I'm just saying, it has a negative effect in terms of the impact on the running community when someone who is unknown comes in from 1000 miles away to win a race in an uncompetitive fashion. This isn't Wardian specifically, but an example is someone soliciting the organizer of a marathon with a $1500 first prize for travel, room, and expenses, getting "invited", and winning by 16 minutes. That person leaves, and literally, within a day, nobody is talking about the race. Sixteen minutes later, an actual race takes place between three runners from the city the race is being held in and from one state away. Completely ignored by the media, and nobody hears about it or cares.
Conversely, same race, several years prior. Organizer is not interested in or prepared to pay travel, etc. to a name runner like Wardian. The field is largely local and somewhat regional. A great race with a close, dramatic finish takes place, local runner wins in course record time. Media goes crazy. That runner is on radio and TV (locally) for a week after the race, etc., and people still talk to that runner about the race years later, where they were when it happened, and their memories about it like it was the goddamn Kennedy assassination.
So, there is a kind of blowback to the local running scene that can happen in either case.

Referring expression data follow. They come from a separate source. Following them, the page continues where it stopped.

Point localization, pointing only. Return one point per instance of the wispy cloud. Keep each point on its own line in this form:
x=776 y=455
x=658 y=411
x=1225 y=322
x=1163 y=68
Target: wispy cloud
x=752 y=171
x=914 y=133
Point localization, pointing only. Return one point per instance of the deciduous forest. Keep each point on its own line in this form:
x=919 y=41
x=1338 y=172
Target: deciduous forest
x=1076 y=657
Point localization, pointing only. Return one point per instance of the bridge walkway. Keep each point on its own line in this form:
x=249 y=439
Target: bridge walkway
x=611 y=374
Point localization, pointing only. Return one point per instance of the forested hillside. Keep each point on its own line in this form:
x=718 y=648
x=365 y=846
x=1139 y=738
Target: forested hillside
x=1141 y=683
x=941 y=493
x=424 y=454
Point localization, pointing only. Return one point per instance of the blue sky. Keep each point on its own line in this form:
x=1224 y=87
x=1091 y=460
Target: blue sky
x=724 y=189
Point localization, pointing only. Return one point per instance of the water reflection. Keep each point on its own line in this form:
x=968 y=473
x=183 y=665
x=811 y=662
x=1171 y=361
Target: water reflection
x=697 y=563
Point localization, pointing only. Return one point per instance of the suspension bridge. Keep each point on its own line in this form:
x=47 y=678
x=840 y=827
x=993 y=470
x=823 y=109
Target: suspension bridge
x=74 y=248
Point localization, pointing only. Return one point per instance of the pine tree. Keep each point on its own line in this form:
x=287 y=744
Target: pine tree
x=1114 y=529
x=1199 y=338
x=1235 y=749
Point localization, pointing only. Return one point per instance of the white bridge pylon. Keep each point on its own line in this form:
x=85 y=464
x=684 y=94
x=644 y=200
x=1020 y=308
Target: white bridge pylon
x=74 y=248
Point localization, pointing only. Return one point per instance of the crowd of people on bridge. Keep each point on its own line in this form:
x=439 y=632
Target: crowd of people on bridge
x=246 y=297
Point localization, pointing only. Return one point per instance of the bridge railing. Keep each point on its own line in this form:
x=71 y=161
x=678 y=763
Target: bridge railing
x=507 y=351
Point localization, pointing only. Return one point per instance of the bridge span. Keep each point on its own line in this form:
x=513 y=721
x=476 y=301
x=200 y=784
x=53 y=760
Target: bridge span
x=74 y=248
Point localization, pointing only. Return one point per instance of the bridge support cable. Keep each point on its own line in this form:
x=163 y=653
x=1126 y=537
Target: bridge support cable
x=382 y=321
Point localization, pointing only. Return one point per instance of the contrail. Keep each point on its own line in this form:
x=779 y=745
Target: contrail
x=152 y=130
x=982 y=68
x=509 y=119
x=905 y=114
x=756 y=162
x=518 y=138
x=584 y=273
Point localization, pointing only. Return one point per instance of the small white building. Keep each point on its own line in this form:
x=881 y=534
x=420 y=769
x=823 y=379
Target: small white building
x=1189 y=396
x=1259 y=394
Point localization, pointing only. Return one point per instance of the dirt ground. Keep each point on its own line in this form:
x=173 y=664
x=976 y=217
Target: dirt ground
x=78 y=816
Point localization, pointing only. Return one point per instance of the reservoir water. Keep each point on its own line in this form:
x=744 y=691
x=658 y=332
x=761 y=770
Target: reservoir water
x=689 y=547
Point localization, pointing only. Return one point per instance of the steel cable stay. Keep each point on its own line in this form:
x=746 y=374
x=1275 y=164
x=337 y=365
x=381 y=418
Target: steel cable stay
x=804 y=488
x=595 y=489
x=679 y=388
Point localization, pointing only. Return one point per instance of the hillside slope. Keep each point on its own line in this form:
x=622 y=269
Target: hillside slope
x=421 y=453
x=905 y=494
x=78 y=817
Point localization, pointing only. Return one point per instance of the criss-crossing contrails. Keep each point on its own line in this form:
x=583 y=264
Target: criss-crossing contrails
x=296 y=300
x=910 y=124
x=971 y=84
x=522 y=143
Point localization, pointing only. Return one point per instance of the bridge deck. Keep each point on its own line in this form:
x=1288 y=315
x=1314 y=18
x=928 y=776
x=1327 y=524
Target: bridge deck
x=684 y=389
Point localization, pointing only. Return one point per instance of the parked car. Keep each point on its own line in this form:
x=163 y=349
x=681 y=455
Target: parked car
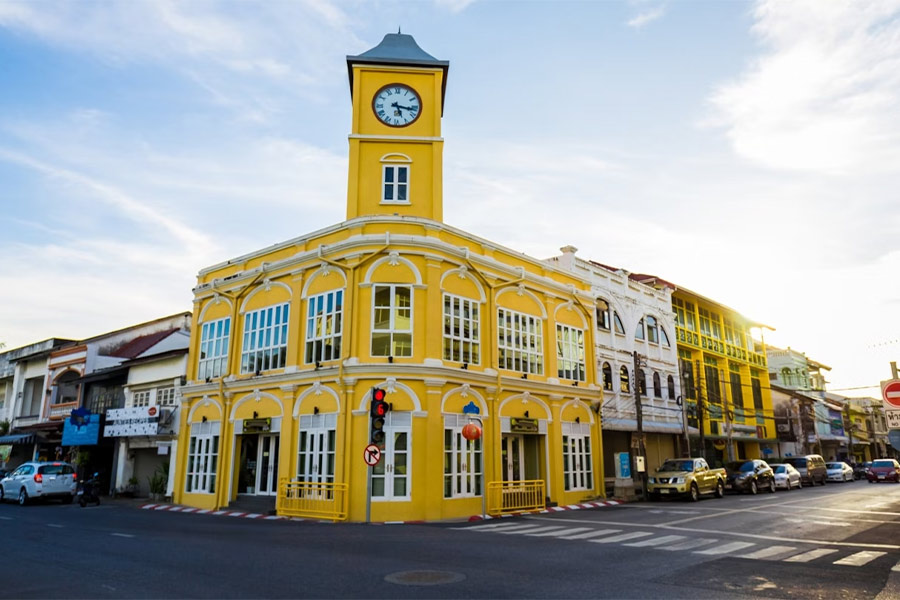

It's not right or wrong, it's just what happens. I see other people stepping up and aspiring to do what Wardian does (or did, in destroying uncompetitive fields), and I strongly disagree with it, because I've seen how it can take a lot of positive things away from an event and a community.
Yes, there are examples of Wardian and racers like him running at races with no prize money, but how do you know the costs aren't covered by a sponsor, or the race director? It has to make economic sense for them to fly or drive across the country to run a race, so the money for that is coming from somewhere. I strongly, strongly doubt it is coming out of pocket, given he has a family to support.
Anyone can race anywhere they want, but those choices have effects. I don't like the effects I've seen caused by people who make the choice to race often in locations far away from their homes, taking resources and attention away from the communities that support those events. Don't throw a hissy if you disagree. It's just my opinion.